The hard truth is that LLMs will fully replace wikipedia.
Let's put aside wikipedia being rotten with bureaucracy and obsession-driven bias, which is similar to stackoverflow preexisting flows before LLMs streamrolled.
Fact is, wikipedia is a human driven summarization engine of secondary sources, hopefully in a way that echos the sources consensus.
This is exactly what LLMs are best for, summarizing huge amount of text, and training can easily focus on high quality books and thus exceed wikipedia in quality.
It's enough to read an AI summary where the first line talks about the subject in hand, compared to wikipedia where the first line is the product of some petty argument about a political disagreement
And wait what happens to their quality as soon as the AI companies habe to generate profit.
I doubt you can collect second source references at the same price Wikipedia does.

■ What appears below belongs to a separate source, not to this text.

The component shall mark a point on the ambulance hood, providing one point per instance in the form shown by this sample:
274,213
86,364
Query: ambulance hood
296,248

People aren’t as eager to help a billion dollar company for free to make profit.
LLMs lack the human nuance that a good Wikipedia article requires. Weighing quality sources and digesting them in the most useful way that a human would want and expect — that is very difficult for both humans and machines, and it is why Wikipedia as a whole is such a treasure: Because a community of editors take the time to tweak the articles and aim for perfection.
There are guidelines across all Wikipedia articles that make a good experience for the reader. We can’t even get the world’s greatest LLMs to follow a set of rules in a small conversation.
In my opinion simply using a dataset of high quality books and highly rated academic journals is enough to surpass current Wikipedia quality.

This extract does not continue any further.